In March 1997, the woman experienced a severe attack while at work. This time, her symptoms included decreased hearing and aural fullness in the left ear and rotary vertigo with nausea and vomiting. Triamterene hydrochlorothiazide (HCTZ) helped relieve the dizziness, but her symptoms recurred twice in May 1997 and once in June. She tried diazepam, but she experienced yet another recurrence, which was accompanied by left-sided tinnitus. She tried dexamethasone and trimethobenzamide, and that helped to some degree.
One month later, the patient presented to the author for the first time; the visit occurred during one of her symptom-free periods. Other aspects of her medical history included hypercholesterolemia and a hysterectomy 9 years earlier. In addition to triamterene HCTZ, she was taking estrogen and Lipoflavonoid.
Tuning fork testing identified a low-tone hearing loss in the left ear. The patient also had difficulty performing the sharpened tandem Romberg test. Audiology of the left ear detected a mild sensorineural hearing loss (SNHL) at the midtones and a moderate SNHL at 6 and 8 kHz. Her speech reception threshold on the left was 20 dB, and her speech discrimination score was 100% at 60 dB.
Electronystagmography did not reveal any spontaneous or positional nystagmus. The altemate binaural bithermal caloric test elicited a 56% reduced vestibular response (RVR) on the left, and the simultaneous binaural bithermal test yielded a type 2 response and an RVR left. Small-pixel, thin-slice computed tomography of the temporal bones detected evidence of otic capsule otosclerosis without oval window involvement; this finding was more evident in the left ear.
The metabolic evaluation revealed a fasting blood glucose level of 111 mg/dl, which rose as high as 237 mg/dl and did not fall to within the normal range for 4 hours. The patient's total cholesterol level was 316 mg/dl, and her triglyceride level was 204 mg/dl. The triamterene HCTZ and Lipoflavonoid were discontinued because of their effects on blood sugar. She was referred to a nutritionist for counseling and placed on a modified hypoglycemic diet low in fat. She was started on pulsed-dose etidronate (a 2-wk cycle every 6 wk) and daily supplemental therapy with calcium and vitamin D.
The patient returned for follow-up 4 months later in November 1997 and reported no spells of vertigo or hearing symptoms since the previous visit. Her etidronate regimen was continued with 8-week cycles. She returned 7 months later in June 1998 and reported that she had experienced one isolated spell 2 months earlier that had lasted 4 to 5 hours. She had not been fully compliant with her dietary regimen. Her etidronate regimen was extended in 13-week cycles, and fluoride was added.

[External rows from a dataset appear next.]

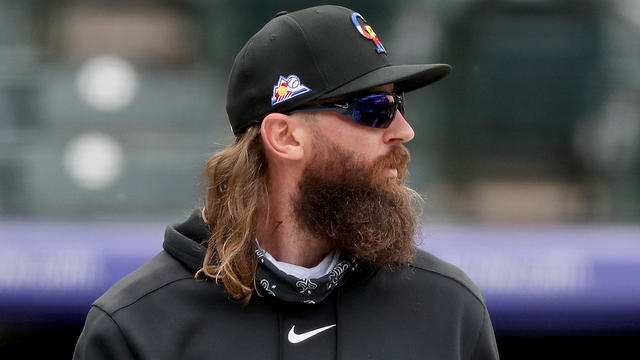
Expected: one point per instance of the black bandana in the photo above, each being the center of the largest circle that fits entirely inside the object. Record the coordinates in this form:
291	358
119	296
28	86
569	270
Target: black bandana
274	282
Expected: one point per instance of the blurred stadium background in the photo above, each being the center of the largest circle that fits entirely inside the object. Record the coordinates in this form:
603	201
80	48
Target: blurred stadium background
528	154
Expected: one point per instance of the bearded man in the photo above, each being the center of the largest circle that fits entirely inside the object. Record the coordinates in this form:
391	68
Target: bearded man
304	246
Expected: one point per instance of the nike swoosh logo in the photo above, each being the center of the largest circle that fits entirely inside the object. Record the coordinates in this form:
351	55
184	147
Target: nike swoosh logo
298	338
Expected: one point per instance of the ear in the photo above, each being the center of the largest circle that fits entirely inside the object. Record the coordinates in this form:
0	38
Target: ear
283	135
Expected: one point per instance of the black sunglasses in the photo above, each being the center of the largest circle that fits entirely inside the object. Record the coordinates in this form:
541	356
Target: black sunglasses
375	110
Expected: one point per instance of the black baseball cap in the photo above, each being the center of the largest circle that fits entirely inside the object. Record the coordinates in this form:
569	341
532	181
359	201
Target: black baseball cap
313	54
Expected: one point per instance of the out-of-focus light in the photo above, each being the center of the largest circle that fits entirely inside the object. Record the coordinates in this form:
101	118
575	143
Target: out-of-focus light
93	160
107	83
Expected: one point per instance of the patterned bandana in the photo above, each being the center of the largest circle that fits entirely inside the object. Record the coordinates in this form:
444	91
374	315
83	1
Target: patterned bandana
274	282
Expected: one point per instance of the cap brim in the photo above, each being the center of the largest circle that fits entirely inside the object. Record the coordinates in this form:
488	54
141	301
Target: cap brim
405	78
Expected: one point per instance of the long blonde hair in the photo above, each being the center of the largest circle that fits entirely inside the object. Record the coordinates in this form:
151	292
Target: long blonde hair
236	187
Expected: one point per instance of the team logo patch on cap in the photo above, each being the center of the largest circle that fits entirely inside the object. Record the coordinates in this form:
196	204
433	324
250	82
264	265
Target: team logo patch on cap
287	88
367	31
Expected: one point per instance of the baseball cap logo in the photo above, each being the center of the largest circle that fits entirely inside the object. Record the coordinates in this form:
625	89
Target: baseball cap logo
367	31
287	88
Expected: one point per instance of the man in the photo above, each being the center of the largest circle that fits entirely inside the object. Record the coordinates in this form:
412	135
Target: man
304	247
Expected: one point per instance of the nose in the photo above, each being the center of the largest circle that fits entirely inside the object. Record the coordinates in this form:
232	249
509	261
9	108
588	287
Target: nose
399	131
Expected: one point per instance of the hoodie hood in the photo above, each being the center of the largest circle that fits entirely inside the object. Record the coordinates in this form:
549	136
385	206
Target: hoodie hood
185	241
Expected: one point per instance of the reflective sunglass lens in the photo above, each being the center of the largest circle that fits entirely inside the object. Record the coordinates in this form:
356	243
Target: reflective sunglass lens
374	110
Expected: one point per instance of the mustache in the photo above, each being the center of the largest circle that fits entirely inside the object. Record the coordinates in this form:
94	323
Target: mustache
398	157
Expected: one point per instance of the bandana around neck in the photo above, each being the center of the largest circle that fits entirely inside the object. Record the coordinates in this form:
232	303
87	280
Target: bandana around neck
276	283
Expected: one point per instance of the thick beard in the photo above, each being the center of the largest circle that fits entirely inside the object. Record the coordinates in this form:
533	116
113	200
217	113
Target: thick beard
346	202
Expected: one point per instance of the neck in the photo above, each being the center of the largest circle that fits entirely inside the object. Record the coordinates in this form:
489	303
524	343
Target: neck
280	235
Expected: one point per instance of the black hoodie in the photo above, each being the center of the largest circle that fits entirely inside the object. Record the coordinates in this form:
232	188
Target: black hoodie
428	310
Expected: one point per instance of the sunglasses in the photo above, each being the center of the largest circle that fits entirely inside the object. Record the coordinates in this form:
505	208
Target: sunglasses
376	110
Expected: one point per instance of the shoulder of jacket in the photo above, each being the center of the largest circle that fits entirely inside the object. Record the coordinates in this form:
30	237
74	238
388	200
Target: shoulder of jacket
431	265
158	273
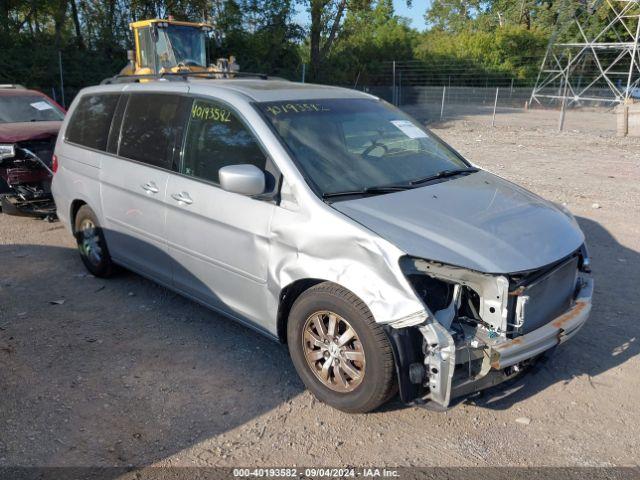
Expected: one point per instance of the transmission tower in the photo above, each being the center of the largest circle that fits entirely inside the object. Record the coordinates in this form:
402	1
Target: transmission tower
586	61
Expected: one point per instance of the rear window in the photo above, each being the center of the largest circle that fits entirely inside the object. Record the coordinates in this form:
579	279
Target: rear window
149	129
89	126
28	108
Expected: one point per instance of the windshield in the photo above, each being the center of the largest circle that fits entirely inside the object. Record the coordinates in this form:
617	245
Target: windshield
28	108
187	46
358	144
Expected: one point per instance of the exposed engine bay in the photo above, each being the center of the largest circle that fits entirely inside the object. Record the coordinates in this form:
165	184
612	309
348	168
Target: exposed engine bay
483	328
25	179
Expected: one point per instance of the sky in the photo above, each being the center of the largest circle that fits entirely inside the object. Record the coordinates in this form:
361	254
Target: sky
415	13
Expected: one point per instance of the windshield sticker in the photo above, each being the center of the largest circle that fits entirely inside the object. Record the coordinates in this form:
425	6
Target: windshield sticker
213	114
41	106
409	129
276	110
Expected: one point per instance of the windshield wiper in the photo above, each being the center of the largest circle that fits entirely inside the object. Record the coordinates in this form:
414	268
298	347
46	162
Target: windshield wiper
444	174
368	191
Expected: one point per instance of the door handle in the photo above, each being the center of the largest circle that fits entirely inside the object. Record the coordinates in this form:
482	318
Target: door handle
182	197
150	187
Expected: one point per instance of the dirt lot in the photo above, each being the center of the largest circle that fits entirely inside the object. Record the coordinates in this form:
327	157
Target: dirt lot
125	372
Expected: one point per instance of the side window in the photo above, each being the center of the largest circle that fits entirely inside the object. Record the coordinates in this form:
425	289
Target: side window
216	138
89	126
149	128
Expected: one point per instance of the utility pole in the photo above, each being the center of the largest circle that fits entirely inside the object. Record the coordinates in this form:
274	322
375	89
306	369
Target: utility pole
61	78
393	84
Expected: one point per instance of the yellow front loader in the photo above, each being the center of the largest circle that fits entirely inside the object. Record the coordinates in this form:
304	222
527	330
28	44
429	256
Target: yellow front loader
173	47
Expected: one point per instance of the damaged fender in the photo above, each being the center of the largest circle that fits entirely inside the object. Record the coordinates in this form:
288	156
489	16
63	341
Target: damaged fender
310	244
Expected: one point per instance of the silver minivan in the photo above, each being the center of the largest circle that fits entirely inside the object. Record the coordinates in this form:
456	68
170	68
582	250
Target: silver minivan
328	220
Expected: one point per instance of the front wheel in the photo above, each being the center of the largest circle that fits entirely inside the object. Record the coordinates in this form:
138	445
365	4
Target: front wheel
341	354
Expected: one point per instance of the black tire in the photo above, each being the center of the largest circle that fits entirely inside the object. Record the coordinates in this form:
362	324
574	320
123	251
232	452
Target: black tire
99	265
378	383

In September 1998, her left ear became blocked and she noted some fluctuation in her hearing. One month later, she had an episode in which she was unable to focus her eyes while driving; she also experienced imbalance while walking, as well as nausea and vomiting. At this time, she was still not following her diet. A moderate flat heating loss was detected in the left ear.
In January 1999, the patient experienced what has turned out to be her final spell; this episode was of shorter duration and severity. Her hearing in the left ear has continued to fluctuate. In June 2005, she remained free of dizziness. She continues to have difficulty adhering to her diet, and she has also developed non-insulin-dependent diabetes. Her otosclerosis is being treated with risedronate 30 mg twice weekly; this drug is stopped for 2 weeks every 13 weeks and replaced with etidronate at 400 mg/day. She continues taking supplemental calcium, vitamin D, and fluoride daily.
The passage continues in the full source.